Das Bundeskartellamt (BKartA) hat im November 2011 Bußgelder von ca. 24 Mio. € gegen die Reckitt Benckiser Deutschland GmbH, Hersteller des Maschinengeschirrspülmittels „Calgonit“, wegen Verstößen gegen das Kartellrecht verhängt. Bereits im Februar 2008 hatte das BKartA Bußgelder in Höhe von ca. 37 Mio. € gegen Hersteller von Drogerieartikeln verhängt.
Gegenstand beider Verfahren waren nach den Pressemitteilungen des Bundeskartellamts vom 20. 2. 2008 und 23. 11. 2011 „Preisabsprachen“ und „Informationsaustausch“. Es überrascht niemanden, dass Vereinbarungen, für konkurrierende Produkte zu einem bestimmten Zeitpunkt die Preise um eine bestimmte Spanne anzuheben, verboten sind. Aber das Kartellverbot erfasst darüber hinaus bestimmte Vereinbarungen über andere Wettbewerbsparameter, also Produkteigenschaften, mit denen ein Hersteller sich vom Wettbewerb abzuheben und Nachfrage auf sich zu ziehen sucht (z. B. die Packungsgröße). Das wird nicht nur dann geahndet, wenn die vereinbarte Reduzierung der Packungsgröße von einer Vereinbarung über konstante Preise flankiert wird (und aus Sicht der Verbraucher damit eine Preiserhöhung darstellt), sondern auch wenn allein die Packungsgröße gemeinsam festgelegt wird.
Nochmals über dieses Verständnis des Kartellverbots hinaus geht die Ahnung von Verhalten, das keine „Vereinbarung“ im landläufigen Sinne ist, weil die Unternehmen kein zukünftiges Verhalten versprechen oder nur in Aussicht stellen. Lediglich tauschen sie Informationen aus der Vergangenheit aus, die ggf. nicht einmal aus ihrer Sphäre stammen – so wie in den entschiedenen Fällen die Rabattforderungen des Einzelhandels, mit denen sich die Hersteller in ihren Jahresgesprächen konfrontiert sahen. Daneben beanstandete das BKartA auch den Austausch über den Stand und Verlauf der Verhandlungen. Das BKartA sieht die wettbewerbsbeschränkende Wirkung darin, dass Unsicherheit über die Reaktion der Wettbewerber auf Rabattforderungen des Einzelhandels beseitigt wird und jedes Unternehmen seine eigene Verhandlungsstrategie besser einstellen kann.

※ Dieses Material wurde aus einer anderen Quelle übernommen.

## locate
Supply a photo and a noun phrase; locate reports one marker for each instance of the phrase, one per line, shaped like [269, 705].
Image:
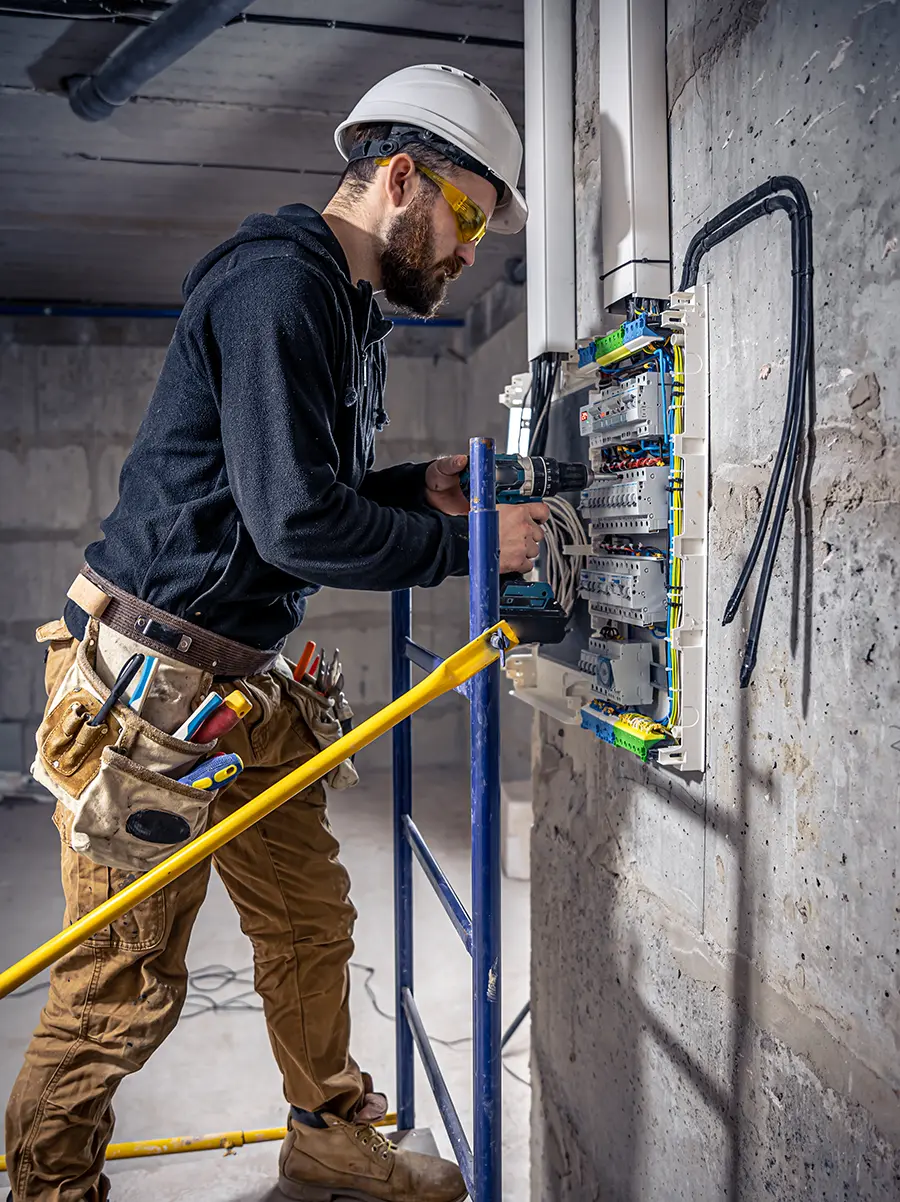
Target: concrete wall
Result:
[721, 1018]
[72, 393]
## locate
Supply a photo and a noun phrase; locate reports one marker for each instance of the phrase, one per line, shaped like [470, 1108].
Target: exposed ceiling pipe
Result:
[148, 52]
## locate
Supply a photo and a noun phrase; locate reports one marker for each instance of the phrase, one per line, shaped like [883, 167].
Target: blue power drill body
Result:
[530, 606]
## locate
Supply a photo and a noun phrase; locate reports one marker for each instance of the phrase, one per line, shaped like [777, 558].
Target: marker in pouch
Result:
[191, 725]
[141, 685]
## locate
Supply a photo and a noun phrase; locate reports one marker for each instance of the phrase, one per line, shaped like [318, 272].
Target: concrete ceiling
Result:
[115, 212]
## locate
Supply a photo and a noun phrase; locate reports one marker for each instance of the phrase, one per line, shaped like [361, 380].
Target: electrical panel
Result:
[645, 509]
[633, 500]
[626, 588]
[631, 409]
[620, 671]
[636, 673]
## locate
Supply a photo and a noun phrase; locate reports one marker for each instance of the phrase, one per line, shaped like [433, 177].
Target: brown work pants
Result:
[115, 998]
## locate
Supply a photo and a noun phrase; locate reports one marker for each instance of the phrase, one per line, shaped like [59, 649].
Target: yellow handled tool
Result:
[459, 667]
[172, 1144]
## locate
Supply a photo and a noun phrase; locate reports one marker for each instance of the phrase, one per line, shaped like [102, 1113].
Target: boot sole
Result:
[301, 1192]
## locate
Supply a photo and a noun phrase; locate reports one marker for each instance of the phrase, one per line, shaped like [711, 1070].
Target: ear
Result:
[400, 180]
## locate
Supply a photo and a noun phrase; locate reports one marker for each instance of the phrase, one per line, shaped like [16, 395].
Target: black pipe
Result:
[137, 12]
[751, 206]
[148, 52]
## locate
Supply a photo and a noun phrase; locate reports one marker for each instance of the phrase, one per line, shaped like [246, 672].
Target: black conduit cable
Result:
[754, 213]
[776, 184]
[803, 283]
[735, 216]
[145, 53]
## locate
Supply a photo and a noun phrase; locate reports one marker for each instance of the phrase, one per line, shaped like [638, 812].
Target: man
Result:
[250, 485]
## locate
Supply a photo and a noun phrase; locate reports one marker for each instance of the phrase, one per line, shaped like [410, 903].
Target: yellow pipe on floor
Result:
[227, 1140]
[459, 667]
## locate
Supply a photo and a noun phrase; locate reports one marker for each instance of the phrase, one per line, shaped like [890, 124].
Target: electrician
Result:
[250, 486]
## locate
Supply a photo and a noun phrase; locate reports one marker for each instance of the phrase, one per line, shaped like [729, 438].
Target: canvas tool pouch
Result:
[118, 779]
[320, 718]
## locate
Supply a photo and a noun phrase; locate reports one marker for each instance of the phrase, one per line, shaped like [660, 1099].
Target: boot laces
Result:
[371, 1138]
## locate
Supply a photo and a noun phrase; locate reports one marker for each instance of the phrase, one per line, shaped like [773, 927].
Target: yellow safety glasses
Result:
[471, 221]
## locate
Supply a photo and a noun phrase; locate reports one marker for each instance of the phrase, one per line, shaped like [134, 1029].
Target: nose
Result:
[465, 253]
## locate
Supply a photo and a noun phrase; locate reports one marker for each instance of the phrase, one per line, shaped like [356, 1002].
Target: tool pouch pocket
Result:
[117, 779]
[320, 721]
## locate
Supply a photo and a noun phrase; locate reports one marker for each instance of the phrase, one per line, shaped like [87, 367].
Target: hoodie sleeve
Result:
[276, 351]
[403, 485]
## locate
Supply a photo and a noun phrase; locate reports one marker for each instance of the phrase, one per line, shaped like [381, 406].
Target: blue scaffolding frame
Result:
[481, 1166]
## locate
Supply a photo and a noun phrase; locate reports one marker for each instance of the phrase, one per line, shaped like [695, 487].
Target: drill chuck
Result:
[530, 477]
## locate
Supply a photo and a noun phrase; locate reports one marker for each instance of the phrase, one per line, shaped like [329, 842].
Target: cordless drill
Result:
[530, 606]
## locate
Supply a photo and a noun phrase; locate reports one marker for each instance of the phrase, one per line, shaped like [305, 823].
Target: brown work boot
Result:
[352, 1160]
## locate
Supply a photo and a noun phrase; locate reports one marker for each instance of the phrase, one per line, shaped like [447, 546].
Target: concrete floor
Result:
[215, 1072]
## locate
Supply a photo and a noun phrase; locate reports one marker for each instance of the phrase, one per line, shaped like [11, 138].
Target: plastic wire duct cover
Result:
[631, 588]
[544, 684]
[621, 671]
[625, 411]
[629, 501]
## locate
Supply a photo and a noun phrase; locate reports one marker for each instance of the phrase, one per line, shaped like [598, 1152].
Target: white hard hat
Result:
[463, 114]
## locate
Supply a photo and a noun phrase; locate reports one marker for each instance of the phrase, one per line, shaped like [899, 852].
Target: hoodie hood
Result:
[292, 224]
[296, 228]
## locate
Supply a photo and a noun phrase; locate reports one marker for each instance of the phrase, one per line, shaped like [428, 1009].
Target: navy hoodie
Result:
[250, 483]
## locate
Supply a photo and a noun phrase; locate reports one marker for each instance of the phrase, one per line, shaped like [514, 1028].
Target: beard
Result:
[412, 281]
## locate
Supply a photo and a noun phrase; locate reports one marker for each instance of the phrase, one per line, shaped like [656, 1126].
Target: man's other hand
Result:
[520, 534]
[442, 491]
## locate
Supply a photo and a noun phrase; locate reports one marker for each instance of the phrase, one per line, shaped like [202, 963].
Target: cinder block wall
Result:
[72, 393]
[721, 1016]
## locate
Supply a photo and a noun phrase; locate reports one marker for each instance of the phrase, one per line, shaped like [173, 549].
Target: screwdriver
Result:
[303, 662]
[126, 674]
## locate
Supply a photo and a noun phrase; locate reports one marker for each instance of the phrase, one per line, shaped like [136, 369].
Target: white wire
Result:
[564, 571]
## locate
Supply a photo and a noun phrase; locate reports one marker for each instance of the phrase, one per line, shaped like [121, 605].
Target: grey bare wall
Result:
[721, 1017]
[72, 393]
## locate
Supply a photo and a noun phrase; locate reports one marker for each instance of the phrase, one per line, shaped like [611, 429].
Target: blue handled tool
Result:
[192, 724]
[214, 773]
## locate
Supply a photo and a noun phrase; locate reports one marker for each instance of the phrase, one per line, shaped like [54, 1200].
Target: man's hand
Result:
[520, 535]
[442, 491]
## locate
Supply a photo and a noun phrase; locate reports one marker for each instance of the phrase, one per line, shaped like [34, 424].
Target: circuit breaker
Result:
[647, 515]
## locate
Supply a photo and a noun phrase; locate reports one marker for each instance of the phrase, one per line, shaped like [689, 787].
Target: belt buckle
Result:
[156, 630]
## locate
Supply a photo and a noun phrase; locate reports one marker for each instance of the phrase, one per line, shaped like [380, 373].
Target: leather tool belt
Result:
[164, 632]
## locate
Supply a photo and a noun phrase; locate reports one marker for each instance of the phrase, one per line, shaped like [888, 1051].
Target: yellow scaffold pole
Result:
[226, 1140]
[459, 667]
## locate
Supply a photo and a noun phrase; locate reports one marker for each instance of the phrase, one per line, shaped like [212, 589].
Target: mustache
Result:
[451, 268]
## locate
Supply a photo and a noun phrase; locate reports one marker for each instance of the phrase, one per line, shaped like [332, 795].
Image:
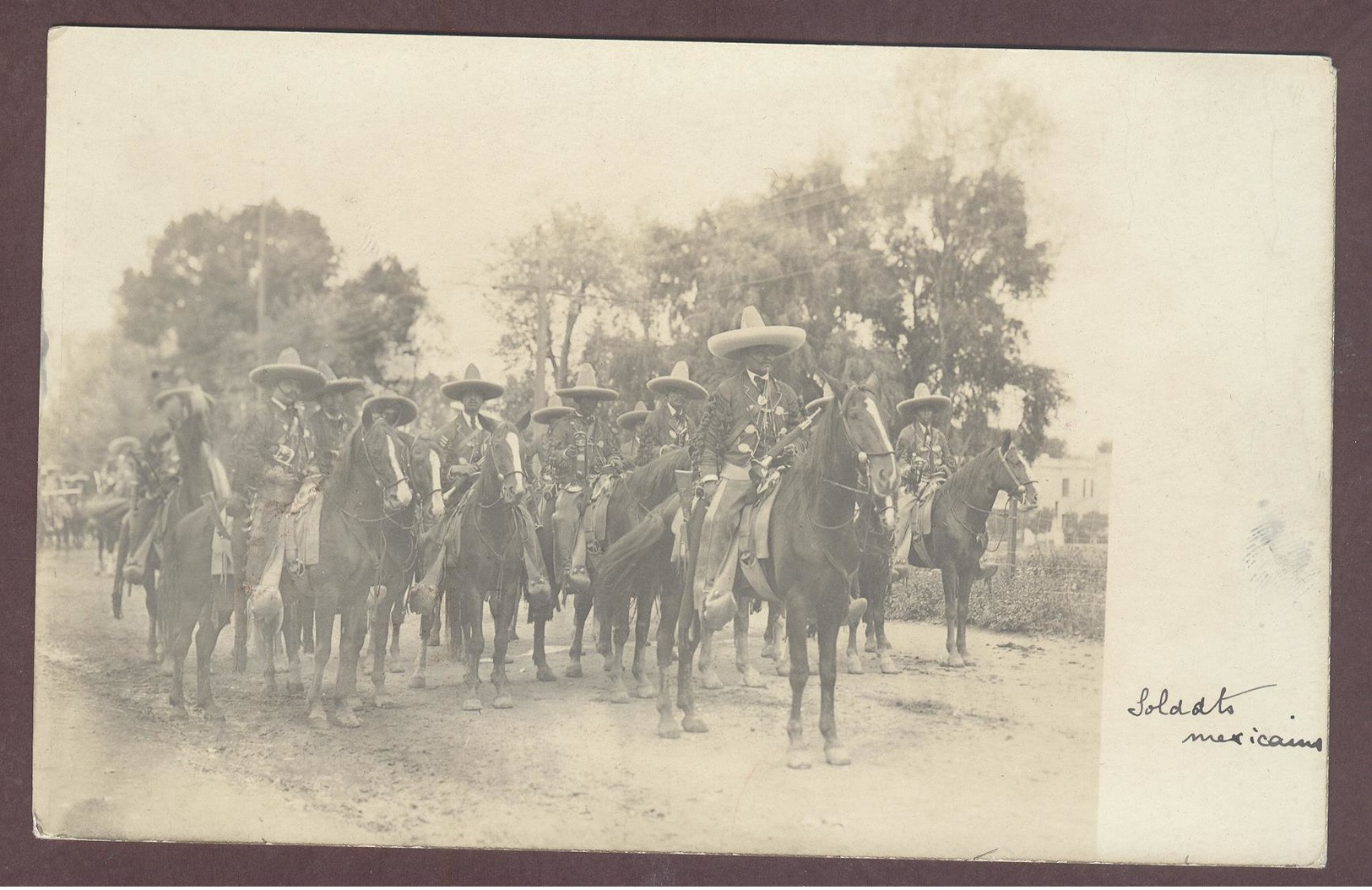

Kartellrechtswidrige Absprachen finden also nicht nur in dunklen Hinterzimmern statt. Auch der offizielle Informationsaustausch im Rahmen der Verbandstätigkeit ist nach Ansicht des BKartA nicht vom Kartellrecht ausgenommen, und Unternehmen können sich nicht damit verteidigen, man habe sich auf den Verband verlassen.
Interessant ist der Hinweis in der Pressemitteilung des Bundeskartellamts auf Nachermittlungen „in den noch anhängigen Verfahren“ gerade vor dem Hintergrund der „einvernehmlichen Verfahrensbeendigung“ (engl. settlement) mit manchen der betroffenen Unternehmen: Kommt es nämlich in den Gesprächen mit dem BKartA nicht zu einem Einvernehmen über das Bußgeld, so kann das BKartA bisher unbeachtete Tatkomplexe in die Ermittlungen einbeziehen. Weil das settlement kein Vergleich im zivilrechtlichen Sinne ist, bei dem die Frage des Verstoßes offengelassen wird, sondern weil das BKartA einen Bußgeldbescheid erlässt, ist es aber grundsätzlich im „Geltungsbereich“ dieses Bescheids (also im Umfang der dort beschriebenen prozessualen Tat) an weiteren Bußgeldern gegen das gleiche Unternehmen gehindert. Das Risiko von Nachermittlungen müssen Unternehmen bedenken, wenn sie eine einvernehmliche Verfahrensbeendigung ablehnen.
Abgeschlossen sei dieser Beitrag mit dem Hinweis, dass das BKartA – anders als die Europäische Kommission, die daran aus Rechtsgründen gehindert ist – auch die verantwortlichen Vertriebsleiter, Geschäftsführer etc. bebußt.